Almost 9 months later, God has given me peace that even though I had intended to nurse my daughter as long as possible (well over a year) as my mom had done, I have a beautiful and healthy little girl.
And next time around, I will have additional encouragement (thanks to this group) with the breastfeeding alongside the other ways I am learning to be a gentle christian mommy. (and I am praying that #2 will catch on much easier.)
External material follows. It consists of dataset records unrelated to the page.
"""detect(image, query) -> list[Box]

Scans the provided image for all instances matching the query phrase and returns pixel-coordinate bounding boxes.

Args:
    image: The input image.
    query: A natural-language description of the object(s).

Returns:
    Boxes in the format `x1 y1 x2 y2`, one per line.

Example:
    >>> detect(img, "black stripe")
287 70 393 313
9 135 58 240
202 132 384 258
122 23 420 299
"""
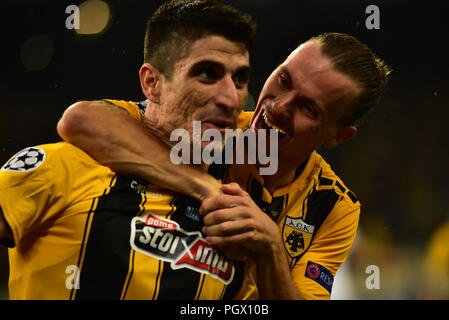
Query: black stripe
348 191 359 203
335 181 346 193
223 261 245 300
305 189 339 228
75 176 142 300
290 186 340 268
319 178 334 186
248 177 273 219
270 196 286 221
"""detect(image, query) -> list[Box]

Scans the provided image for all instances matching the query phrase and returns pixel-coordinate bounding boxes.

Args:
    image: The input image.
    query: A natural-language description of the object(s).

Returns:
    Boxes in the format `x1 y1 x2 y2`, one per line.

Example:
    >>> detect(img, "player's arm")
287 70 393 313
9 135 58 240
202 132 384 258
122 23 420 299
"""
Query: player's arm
0 207 12 246
200 183 302 300
57 101 220 199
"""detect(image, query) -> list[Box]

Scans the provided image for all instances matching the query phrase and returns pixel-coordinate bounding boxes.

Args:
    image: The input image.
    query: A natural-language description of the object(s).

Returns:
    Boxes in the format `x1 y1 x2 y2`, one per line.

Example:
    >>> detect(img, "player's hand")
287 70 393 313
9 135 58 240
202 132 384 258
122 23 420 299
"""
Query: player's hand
200 183 281 258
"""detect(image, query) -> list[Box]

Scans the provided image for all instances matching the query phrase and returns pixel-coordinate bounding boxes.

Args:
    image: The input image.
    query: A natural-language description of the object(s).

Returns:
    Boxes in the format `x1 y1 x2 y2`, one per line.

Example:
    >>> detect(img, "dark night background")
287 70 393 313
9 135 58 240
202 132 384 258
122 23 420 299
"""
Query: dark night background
0 0 449 299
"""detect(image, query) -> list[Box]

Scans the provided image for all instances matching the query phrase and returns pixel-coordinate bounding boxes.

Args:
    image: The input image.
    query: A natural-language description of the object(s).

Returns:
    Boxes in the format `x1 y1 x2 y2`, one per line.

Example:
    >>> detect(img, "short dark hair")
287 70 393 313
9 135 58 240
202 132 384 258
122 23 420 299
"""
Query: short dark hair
310 32 391 126
144 0 256 78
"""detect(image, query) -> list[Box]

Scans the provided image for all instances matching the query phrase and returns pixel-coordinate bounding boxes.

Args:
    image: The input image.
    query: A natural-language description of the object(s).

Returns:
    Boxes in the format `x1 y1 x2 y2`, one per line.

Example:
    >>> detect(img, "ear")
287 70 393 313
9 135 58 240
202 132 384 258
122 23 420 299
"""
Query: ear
323 126 357 148
139 63 163 103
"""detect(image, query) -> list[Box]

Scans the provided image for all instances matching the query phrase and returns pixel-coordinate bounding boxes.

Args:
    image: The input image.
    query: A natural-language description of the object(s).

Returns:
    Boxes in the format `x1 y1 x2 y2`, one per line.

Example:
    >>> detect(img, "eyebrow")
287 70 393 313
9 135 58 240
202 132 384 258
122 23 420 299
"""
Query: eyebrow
191 60 251 74
279 65 324 115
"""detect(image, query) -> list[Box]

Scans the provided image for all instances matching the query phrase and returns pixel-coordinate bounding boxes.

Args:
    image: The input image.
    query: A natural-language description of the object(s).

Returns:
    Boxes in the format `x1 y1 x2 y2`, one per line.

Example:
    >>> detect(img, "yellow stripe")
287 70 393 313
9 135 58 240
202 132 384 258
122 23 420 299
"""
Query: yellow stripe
70 198 98 300
120 193 147 300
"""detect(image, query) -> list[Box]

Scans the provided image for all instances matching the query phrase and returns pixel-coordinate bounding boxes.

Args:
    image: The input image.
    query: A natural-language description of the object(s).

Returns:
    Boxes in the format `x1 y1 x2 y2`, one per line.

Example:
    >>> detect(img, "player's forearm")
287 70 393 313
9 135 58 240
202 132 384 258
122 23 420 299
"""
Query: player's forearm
58 102 219 199
256 244 303 300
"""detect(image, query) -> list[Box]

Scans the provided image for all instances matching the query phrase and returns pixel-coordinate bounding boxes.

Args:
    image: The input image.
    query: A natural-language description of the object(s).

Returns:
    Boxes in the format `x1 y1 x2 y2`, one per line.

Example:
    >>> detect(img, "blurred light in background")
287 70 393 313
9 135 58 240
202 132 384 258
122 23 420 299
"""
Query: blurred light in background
75 0 111 35
20 34 54 71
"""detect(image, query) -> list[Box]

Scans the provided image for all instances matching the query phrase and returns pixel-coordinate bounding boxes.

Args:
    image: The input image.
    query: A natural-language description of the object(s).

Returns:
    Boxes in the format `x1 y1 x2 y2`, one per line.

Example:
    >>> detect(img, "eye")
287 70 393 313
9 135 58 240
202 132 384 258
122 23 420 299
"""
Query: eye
303 103 315 114
232 71 250 89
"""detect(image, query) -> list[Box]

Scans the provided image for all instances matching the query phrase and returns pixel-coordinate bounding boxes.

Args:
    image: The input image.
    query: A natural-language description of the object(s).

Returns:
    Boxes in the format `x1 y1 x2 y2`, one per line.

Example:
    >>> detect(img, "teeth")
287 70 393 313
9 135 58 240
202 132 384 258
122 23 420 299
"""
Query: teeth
263 113 287 135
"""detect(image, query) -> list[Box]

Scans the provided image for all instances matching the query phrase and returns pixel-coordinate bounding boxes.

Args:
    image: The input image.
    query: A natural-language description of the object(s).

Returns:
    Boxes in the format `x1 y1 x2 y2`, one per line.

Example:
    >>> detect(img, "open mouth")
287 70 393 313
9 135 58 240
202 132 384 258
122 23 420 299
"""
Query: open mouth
252 102 288 139
263 110 287 137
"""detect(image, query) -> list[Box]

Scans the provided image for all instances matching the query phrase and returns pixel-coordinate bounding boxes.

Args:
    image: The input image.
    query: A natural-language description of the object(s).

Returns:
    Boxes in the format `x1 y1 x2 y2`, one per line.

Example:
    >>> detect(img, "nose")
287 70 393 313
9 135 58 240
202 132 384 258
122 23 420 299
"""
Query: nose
270 95 293 117
215 77 243 111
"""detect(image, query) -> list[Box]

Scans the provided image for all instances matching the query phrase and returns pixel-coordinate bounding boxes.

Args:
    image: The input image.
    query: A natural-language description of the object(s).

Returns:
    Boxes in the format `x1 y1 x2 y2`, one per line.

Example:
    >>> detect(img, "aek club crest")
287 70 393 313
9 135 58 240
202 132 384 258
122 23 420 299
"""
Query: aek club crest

Posted by: Hannah's Mommy at July 20, 2006 07:45 PM
I kept on because I simply knew it was the best for my baby and I knew that God designed breasts to feed babies. However with many things he has made their are often times a challenge. Like legs that are made for walking how can you not try and stand up to walk on your own. No one chooses to use a wheel chair because it is a easier method or one that takes less effort. Most people go through therapy and use it for a last resort. I feel breasts are the same as legs. Granted some have had theirs removed and their are issues that will arrive. But breasts like legs are meant for a purpose. Who am I to deny my baby their God given right? When its the best thing for them and why would I want to settle with bottle of some manufactured concoction when I have the perfect milk in my breasts waiting to nurish my baby. Perfectly designed for them a perfect match. Not to mention the closeness that only breastfeeding can provide. For me it felt natural and when a child is at my breast it feels normal. Only the latter seems like a substitue a imposter and a poor choice. It seems like a last resort one you only make in dire situations where no other can do. When I did have troubles I used a SNS system and to me it was a well made device to bring the nutrition to the child with out sacaraficing the comfort that the breast can satisfy. For me breastfeeding is a adventure, a journey and one thing only a mother can provide. It is a very precious gift from God. Who am I to throw it away just because I am sore or unadjusted or learning a new thing. If you ask me its a statement of love and sacarafice and the beautiful gift from our Lord.